The other timing-based synchronization issue - waiting for finalizers to run - is solved as follows. Since PyObject finalizers are based on FinalizeTriggers, Jython has full control about these finalization process from a central point. Before such a finalizer runs, it calls notifyPreFinalization() and when it is done, it calls notifyPostFinalization(). While processing of a finalizer can be of arbitrary duration, it widely holds that Java's gc thread calls the next finalizer almost instantaneously after the former. That means that a timestamp taken in notifyPreFinalization() is usually delayed only few milliseconds - often even reported as 0 milliseconds - after the last taken timestamp in notifyPostFinalization() (i.e. that was called by the previous finalizer). Jython's gc module assumes the end of Java's finalization process if postFinalizationTimeOut milliseconds passed after a call of notifyPostFinalization() without another call to notifyPreFinalization() in that time. The default value of postFinalizationTimeOut is 100, which is far larger than the usual almost-zero duration between finalizer calls.
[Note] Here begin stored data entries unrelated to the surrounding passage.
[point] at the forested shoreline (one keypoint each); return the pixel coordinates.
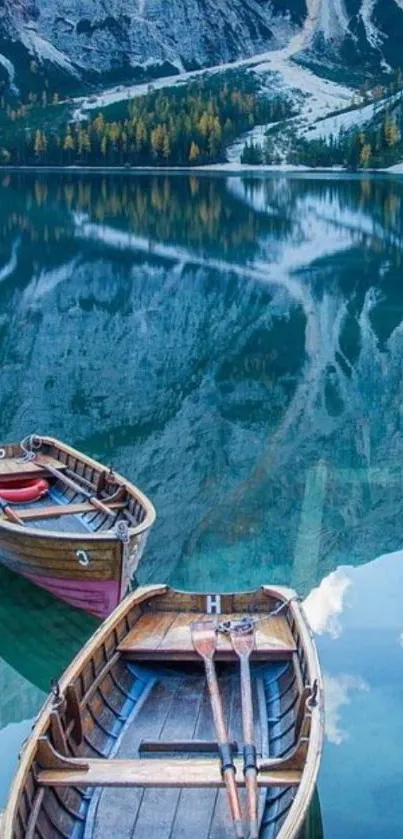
(183, 126)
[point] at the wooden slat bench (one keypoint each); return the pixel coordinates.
(165, 635)
(64, 510)
(13, 468)
(158, 773)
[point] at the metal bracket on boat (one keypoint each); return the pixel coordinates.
(57, 699)
(83, 558)
(30, 445)
(122, 532)
(240, 627)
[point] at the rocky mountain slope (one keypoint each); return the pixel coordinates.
(126, 39)
(122, 40)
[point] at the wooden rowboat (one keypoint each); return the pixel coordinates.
(84, 538)
(126, 746)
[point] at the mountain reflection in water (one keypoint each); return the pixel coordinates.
(234, 346)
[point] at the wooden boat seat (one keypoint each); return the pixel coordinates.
(167, 635)
(65, 510)
(14, 468)
(197, 772)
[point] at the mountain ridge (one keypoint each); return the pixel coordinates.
(85, 42)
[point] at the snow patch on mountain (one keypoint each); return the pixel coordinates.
(333, 20)
(374, 37)
(45, 51)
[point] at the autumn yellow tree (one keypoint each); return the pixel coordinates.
(391, 131)
(194, 152)
(365, 155)
(40, 143)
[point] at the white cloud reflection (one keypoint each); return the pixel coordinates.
(337, 690)
(324, 604)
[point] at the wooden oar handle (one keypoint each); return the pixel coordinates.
(76, 488)
(232, 789)
(11, 515)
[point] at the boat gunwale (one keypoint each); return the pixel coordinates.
(301, 802)
(77, 536)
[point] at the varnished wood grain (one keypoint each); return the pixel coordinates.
(172, 711)
(163, 634)
(196, 772)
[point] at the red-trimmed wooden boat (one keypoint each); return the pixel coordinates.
(130, 745)
(82, 534)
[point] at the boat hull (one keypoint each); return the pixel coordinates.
(85, 573)
(81, 557)
(127, 746)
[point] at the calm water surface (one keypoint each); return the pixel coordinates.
(235, 347)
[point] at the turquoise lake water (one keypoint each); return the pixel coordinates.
(235, 347)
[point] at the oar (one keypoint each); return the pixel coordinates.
(11, 515)
(76, 487)
(204, 638)
(243, 644)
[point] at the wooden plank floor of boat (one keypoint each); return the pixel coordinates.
(15, 467)
(177, 708)
(168, 635)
This process can be disturbed by third-party finalizers of non-PyObjects brought into the process by external libraries. If these finalizers are of short duration (which applies to typical finalizers), one can deal with this by adjusting postFinalizationTimeOut, which was declared public for exactly this purpose. However if the external framework causing the issue is Jython aware, a cleaner solution would be to let its finalizers call notifyPreFinalization() and notifyPostFinalization() appropriately. In that case these finalizers must not terminate by throwing an exception before notifyPostFinalization() was called. This is a strict requirement, since a deadlock can be caused otherwise.
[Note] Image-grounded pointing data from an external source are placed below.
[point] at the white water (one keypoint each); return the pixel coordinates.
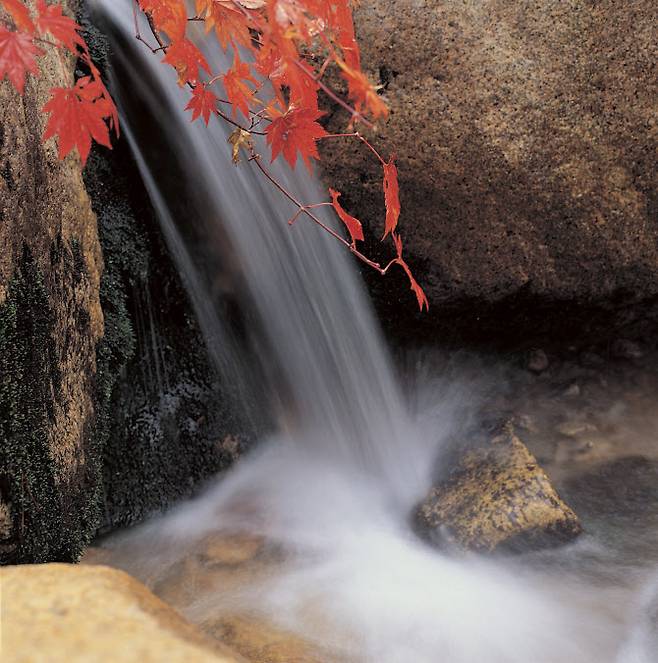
(334, 488)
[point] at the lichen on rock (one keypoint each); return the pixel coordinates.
(497, 498)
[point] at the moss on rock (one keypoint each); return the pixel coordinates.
(43, 520)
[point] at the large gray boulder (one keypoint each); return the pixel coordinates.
(526, 141)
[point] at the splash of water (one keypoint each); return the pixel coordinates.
(335, 486)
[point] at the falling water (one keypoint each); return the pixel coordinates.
(334, 486)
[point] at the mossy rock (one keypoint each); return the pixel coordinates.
(497, 498)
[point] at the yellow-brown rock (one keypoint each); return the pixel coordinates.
(497, 498)
(526, 140)
(50, 324)
(58, 613)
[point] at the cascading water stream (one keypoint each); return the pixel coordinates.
(335, 486)
(318, 340)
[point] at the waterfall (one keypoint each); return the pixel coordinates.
(312, 338)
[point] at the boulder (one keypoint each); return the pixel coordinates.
(70, 614)
(525, 137)
(497, 498)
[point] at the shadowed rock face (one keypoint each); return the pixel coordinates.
(526, 142)
(497, 498)
(50, 322)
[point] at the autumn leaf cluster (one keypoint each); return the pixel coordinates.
(78, 114)
(281, 51)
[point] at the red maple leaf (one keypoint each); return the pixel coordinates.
(169, 16)
(186, 59)
(418, 291)
(202, 104)
(296, 130)
(353, 225)
(230, 20)
(391, 196)
(20, 13)
(62, 28)
(17, 56)
(237, 90)
(77, 115)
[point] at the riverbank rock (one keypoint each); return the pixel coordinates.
(525, 138)
(50, 323)
(497, 498)
(76, 614)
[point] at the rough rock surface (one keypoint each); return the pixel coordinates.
(50, 322)
(497, 498)
(526, 138)
(57, 612)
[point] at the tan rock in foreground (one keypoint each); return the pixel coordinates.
(498, 498)
(63, 613)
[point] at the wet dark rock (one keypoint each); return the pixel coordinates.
(497, 498)
(537, 361)
(624, 349)
(50, 323)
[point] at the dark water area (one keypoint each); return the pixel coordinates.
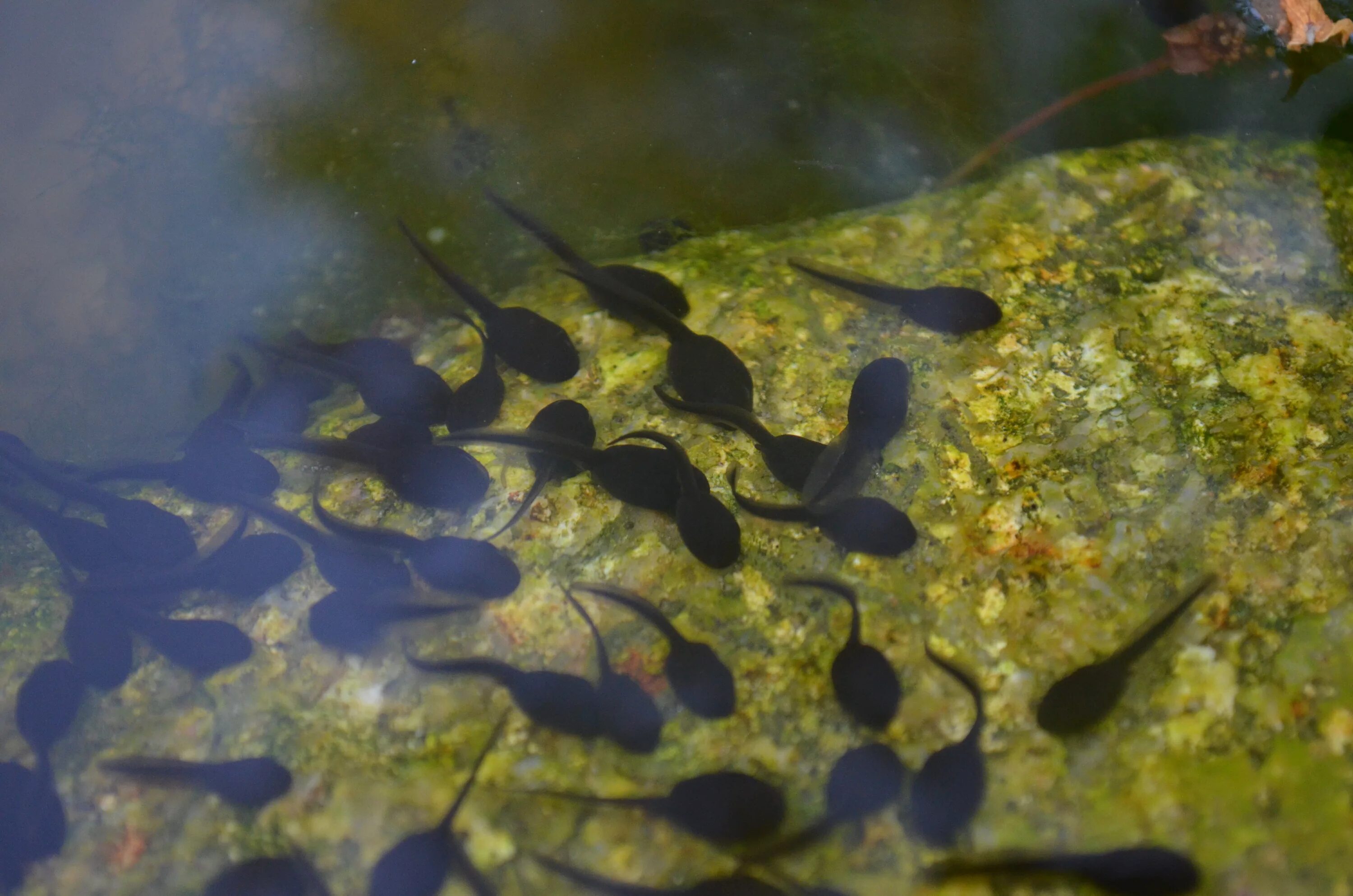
(176, 174)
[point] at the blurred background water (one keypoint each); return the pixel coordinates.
(174, 174)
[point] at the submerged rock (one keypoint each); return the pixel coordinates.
(1168, 391)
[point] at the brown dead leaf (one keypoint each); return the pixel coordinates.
(1303, 23)
(1203, 44)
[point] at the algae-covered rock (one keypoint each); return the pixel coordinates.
(1167, 393)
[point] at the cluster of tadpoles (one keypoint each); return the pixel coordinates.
(128, 574)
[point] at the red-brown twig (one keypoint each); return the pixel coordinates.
(1038, 118)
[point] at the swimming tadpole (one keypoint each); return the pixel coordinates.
(866, 526)
(420, 864)
(554, 700)
(789, 458)
(1136, 871)
(1084, 698)
(865, 683)
(724, 809)
(525, 340)
(617, 283)
(565, 418)
(952, 784)
(699, 677)
(707, 527)
(630, 717)
(448, 564)
(249, 784)
(945, 309)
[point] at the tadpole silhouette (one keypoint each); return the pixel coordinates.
(1136, 871)
(699, 677)
(249, 784)
(141, 531)
(552, 700)
(634, 474)
(420, 864)
(708, 530)
(952, 784)
(527, 341)
(355, 622)
(478, 401)
(730, 886)
(345, 564)
(789, 458)
(447, 562)
(565, 418)
(270, 876)
(440, 477)
(628, 715)
(650, 285)
(1084, 698)
(866, 684)
(722, 807)
(945, 309)
(48, 703)
(865, 526)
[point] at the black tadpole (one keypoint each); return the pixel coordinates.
(866, 684)
(632, 474)
(565, 418)
(864, 780)
(447, 562)
(952, 783)
(554, 700)
(354, 622)
(866, 526)
(699, 677)
(945, 309)
(789, 458)
(440, 477)
(48, 703)
(628, 715)
(650, 285)
(270, 876)
(1084, 698)
(420, 864)
(722, 807)
(249, 784)
(1136, 871)
(730, 886)
(701, 367)
(478, 400)
(344, 564)
(707, 527)
(527, 341)
(143, 531)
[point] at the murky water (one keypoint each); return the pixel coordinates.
(1165, 394)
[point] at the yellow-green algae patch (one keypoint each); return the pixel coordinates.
(1168, 391)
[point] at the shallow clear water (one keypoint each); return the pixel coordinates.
(1165, 394)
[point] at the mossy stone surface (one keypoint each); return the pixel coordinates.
(1168, 393)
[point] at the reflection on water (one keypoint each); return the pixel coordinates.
(175, 172)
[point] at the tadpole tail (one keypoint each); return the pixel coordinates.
(731, 414)
(638, 604)
(460, 286)
(838, 588)
(781, 512)
(1155, 630)
(474, 773)
(876, 291)
(538, 229)
(966, 681)
(536, 488)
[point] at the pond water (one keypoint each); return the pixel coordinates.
(1161, 397)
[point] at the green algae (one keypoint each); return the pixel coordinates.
(1167, 393)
Note that the management API (c.f. com.sun.management.GarbageCollectionNotificationInfo) does not emit any notifications that allow to detect the end of the finalization phase. So this API provides no alternative to the described technique.
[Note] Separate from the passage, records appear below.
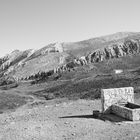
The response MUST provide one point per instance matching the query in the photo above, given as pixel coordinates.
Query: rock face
(59, 57)
(116, 50)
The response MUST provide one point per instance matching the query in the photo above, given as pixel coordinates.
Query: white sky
(26, 24)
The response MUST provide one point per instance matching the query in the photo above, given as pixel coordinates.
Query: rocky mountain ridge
(59, 57)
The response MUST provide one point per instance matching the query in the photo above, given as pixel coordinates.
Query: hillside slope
(59, 57)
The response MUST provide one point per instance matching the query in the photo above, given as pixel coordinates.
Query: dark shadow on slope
(99, 116)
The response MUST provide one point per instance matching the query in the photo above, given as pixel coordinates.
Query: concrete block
(116, 96)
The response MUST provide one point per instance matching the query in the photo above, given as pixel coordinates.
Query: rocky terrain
(51, 93)
(60, 57)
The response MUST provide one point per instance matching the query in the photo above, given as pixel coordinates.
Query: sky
(26, 24)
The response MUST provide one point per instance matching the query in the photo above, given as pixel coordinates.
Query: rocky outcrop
(61, 57)
(128, 47)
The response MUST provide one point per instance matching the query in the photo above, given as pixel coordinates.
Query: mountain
(60, 57)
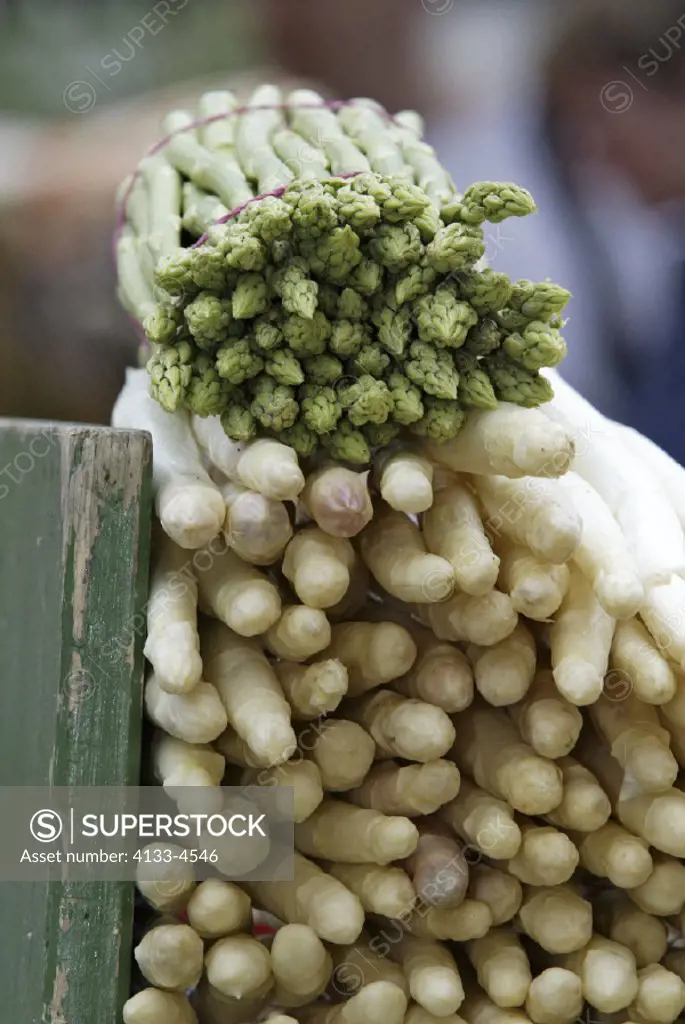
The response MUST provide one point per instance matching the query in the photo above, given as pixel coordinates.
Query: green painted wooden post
(75, 515)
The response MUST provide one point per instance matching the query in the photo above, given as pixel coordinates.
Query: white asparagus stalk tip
(441, 674)
(394, 551)
(318, 566)
(237, 593)
(409, 790)
(250, 692)
(603, 555)
(337, 499)
(187, 503)
(172, 644)
(353, 835)
(630, 489)
(217, 908)
(403, 727)
(405, 481)
(534, 512)
(198, 717)
(482, 621)
(507, 440)
(299, 633)
(642, 668)
(155, 1007)
(453, 528)
(256, 527)
(549, 723)
(504, 672)
(312, 689)
(171, 956)
(491, 753)
(557, 919)
(581, 641)
(537, 588)
(342, 751)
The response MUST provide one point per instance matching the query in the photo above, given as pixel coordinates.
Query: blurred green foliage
(55, 53)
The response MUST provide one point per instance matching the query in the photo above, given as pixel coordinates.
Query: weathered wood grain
(75, 513)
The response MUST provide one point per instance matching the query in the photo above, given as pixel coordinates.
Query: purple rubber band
(331, 104)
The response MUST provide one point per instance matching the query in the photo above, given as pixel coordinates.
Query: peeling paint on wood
(76, 538)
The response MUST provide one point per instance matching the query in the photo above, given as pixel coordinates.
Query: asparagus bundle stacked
(467, 660)
(347, 306)
(470, 668)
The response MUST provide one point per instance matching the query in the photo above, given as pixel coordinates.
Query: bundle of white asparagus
(469, 665)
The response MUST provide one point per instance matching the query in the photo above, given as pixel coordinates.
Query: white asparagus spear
(557, 918)
(318, 566)
(490, 751)
(263, 465)
(188, 505)
(616, 916)
(257, 527)
(217, 908)
(536, 588)
(632, 731)
(374, 653)
(660, 995)
(669, 472)
(312, 898)
(504, 672)
(303, 776)
(662, 893)
(355, 836)
(441, 674)
(404, 479)
(172, 644)
(546, 856)
(163, 879)
(532, 511)
(661, 612)
(483, 621)
(631, 491)
(555, 996)
(299, 633)
(483, 821)
(611, 852)
(603, 555)
(644, 669)
(607, 972)
(581, 641)
(237, 593)
(546, 720)
(250, 692)
(453, 528)
(431, 972)
(152, 1006)
(585, 806)
(502, 967)
(198, 717)
(409, 790)
(401, 726)
(499, 890)
(182, 767)
(509, 440)
(383, 890)
(342, 751)
(312, 690)
(240, 967)
(301, 966)
(393, 549)
(171, 956)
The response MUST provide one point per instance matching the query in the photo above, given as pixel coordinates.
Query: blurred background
(584, 103)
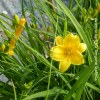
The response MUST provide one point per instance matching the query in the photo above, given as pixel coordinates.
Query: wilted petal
(82, 47)
(71, 40)
(64, 64)
(57, 53)
(59, 40)
(77, 58)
Usually Java's gc provides hardly any guarantee about its collection and finalization process. It not even guarantees that finalizers are called at all (c.f. http://howtodoinjava.com/2012/10/31/why-not-to-use-finalize-method-in-java). While at least the most common JVM implementations usually do call finalizers reliably under normal conditions, there still is no specific finalization order guaranteed (one might reasonably expect that this would be related to reference connection graph topology, but this appears not to be the case). However Jython now offers some functionality to compensate this situation. Via registerPreFinalizationProcess(Runnable) and registerPostFinalizationProcess(Runnable) and related methods one can now listen to beginning and end of the finalization process. Note that this functionality relies on the technique described in the former paragraph (i.e. based on calls to notifyPreFinalization() and notifyPostFinalization()) and thus underlies its unsafety, if third-party finalizers are involved. Such finalizers can cause false-positive runs of registered (pre/post) finalization processes, so this feature should be used with some care. It is recommended to use it only in such a way that false-positive runs would not cause serious harm, but only some loss in performance or so.